On the whole, however, the countries with the greatest economic freedom have also had the greatest political freedom. Why? This is where Friedman’s argument gets a bit murky. The reason, I think, is because he does not define freedom. Oh, sure, he defines it as the absence of coercion. But that definition is wholly unsatisfactory for defending what he terms liberalism. Because what is coercion? The collectivists paint coercion in very broad strokes. It’s quite common to hear socialists complain that someone has been coerced because they do not have viable alternatives for employment. They must work for, say, a large corporation because that large corporation has driven out of business all the other employers. That’s usually how the argument goes. So the weakness in Friedman’s definition of freedom is that there is no solid definition of coercion.
Although Friedman was a huge supporter of private property and he clearly recognized the link between private property and capitalism, I don’t believe he fully understood the link between private property and freedom (or, at the very least, he did not attempt to elucidate his understanding in this book). At one point in the chapter he notes that freedom only makes sense in the context of multiple people. We may say a Robinson Crusoe, alone on his island, is “free”, but it’s hardly relevant to the question of freedom once more individuals are introduced into the picture. Once we have interaction between multiple people things get a bit more complicated. Say person A is driving a car down the road. Person B stops A and demands that A exit the vehicle so that B may drive it away. Are B’s actions legitimate? Are they compatible with freedom?
We can’t answer that question until we bring up the subject of ownership. If A owns the car then B cannot simply demand that A relinquish control. He will have to attempt to persuade A and, if he is not successful, he will have to give up. On the other hand, if B owns the car then A will be required to exit the vehicle no questions asked.

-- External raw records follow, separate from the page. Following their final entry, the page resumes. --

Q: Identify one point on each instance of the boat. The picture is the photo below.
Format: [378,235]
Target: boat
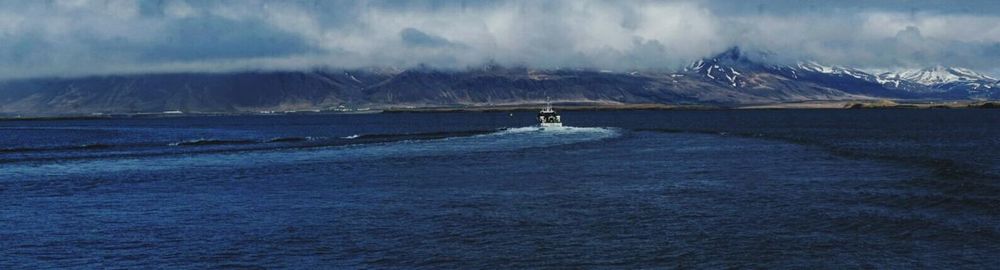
[549,117]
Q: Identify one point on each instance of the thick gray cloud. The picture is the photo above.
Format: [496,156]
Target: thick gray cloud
[90,37]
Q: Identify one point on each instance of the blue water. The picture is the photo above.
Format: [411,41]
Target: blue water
[630,189]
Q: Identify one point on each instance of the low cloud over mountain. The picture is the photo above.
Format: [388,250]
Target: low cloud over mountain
[71,38]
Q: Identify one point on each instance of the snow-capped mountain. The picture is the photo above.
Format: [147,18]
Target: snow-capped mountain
[936,75]
[751,72]
[731,68]
[953,81]
[813,66]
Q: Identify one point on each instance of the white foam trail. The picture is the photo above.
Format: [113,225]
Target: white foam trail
[504,140]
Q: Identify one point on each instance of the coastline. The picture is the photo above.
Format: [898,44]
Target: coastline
[803,105]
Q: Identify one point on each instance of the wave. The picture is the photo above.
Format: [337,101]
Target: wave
[364,146]
[293,139]
[55,148]
[197,142]
[952,176]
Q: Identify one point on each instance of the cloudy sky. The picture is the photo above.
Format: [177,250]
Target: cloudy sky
[93,37]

Let’s suppose that in this particular circumstance A is the legitimate owner of the vehicle. If B takes a gun and tells A he will shoot him if he does not give up the car, I think we can reasonably say that A is being coerced. But, without the knowledge of who owns the vehicle, one would never know who is or is not being coerced against. The point is, freedom and coercion only make sense in the context of ownership- that is to say, property rights.

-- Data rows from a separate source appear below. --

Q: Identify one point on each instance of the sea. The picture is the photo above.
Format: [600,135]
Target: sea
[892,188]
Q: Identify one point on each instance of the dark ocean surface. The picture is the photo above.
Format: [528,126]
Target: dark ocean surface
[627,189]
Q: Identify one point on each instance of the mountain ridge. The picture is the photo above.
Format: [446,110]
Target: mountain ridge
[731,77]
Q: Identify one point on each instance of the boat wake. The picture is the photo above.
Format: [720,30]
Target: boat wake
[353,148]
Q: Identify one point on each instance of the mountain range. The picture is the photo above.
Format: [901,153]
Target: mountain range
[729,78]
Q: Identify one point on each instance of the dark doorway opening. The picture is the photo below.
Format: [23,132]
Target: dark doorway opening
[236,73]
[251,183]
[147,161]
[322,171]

Friedman’s greatest shortcoming in his chapter on freedom (be it economic or political) is that he does not attempt to ground freedom in property rights. The reason it doesn’t make much sense to talk about freedom in the case of a Robinson Crusoe is because there are no competing claims of ownership. Without anyone else on the Island, Crusoe is the de facto owner of all of the resources on the island*. Because we live in a physical world- and we are physical beings- we take up space. There’s a finite amount of space in this world and so it becomes necessary to draw boundaries that determine who controls what and where. Claims of ownership are as necessary at the individual level as they are at a state level. Individual states claim ownership of land, for example, in order to differentiate their spheres of influence from other states. The point is, in this world with competing interests, claims to ownership are absolutely necessary for there to be any order whatsoever.

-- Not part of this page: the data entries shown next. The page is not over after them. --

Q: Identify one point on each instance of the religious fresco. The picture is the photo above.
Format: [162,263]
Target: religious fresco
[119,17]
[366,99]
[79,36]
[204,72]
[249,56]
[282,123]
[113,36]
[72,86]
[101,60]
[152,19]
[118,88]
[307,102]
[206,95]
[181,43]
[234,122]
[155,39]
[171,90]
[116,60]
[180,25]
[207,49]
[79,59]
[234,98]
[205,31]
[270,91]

Friedman could have made a much stronger case for economic and political freedom had he defined freedom in the context of private property. Political freedom, too, depends on ownership. The ability to advocate for a specific policy in a newspaper is going to depend on who owns the newspaper company. Or the ability to hold a rally depends on who owns the land the rally takes place on. I cannot simply waltz over into my neighbor’s yard and rally there. I would need his permission. So it isn’t simply the freedom to rally in the abstract sense, but rather depends crucially on who owns the location the rally is held.
For those of you who are interested in this issue of ownership and property rights, I highly suggest Butler Shaffer’s fantastic treatise on this very subject. The book is called, “Boundaries of Order,” and can be read for free online here.
*This is assuming, of course, that Crusoe is the first person to ever land on this particular island and that there isn’t a prior claim to ownership by someone else.